Tag: D.H. Lawrence

D.H. Lawrence Taught Me a Lot about America Today

“What,” I wondered, “does that British pornographer have to say about American literature?”

In his Student’s Guide to U.S. History, Wilfred M. McClay assembled a list of 26 books and called them “An American Canon.” I was acquainted with most of them (Democracy in AmericaThe FederalistMoby Dick, etc.), but four were new to me, including D.H. Lawrence’s Studies in Classic American Literature.

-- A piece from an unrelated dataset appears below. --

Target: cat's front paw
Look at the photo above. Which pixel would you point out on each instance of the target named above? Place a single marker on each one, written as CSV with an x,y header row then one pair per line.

“What,” I wondered, does that British pornographer have to say about American literature?”

For decades I’ve subscribed to the doctrine of connaturality: distorted living creates distorted thinking. If a person’s life is ruled by passion, his of her thinking will be distorted by passion. For the sexually illicit, for instance, sex is king . . . or at least a queen (and maybe bishop, if you’re Episcopalian). The sexually-illicit don’t think clearly about sex because they’re ruled by sex.

So I didn’t think the Chatterley dude would have a whole lot to say about the United States, especially since he was from Britain.

I was wrong. His book is strong, filled with wise and novel (and funny . . . bonus) observations, like this: But to try to know any living being is to try to suck the life out of that being. . . It is the temptation of a vampire fiend.”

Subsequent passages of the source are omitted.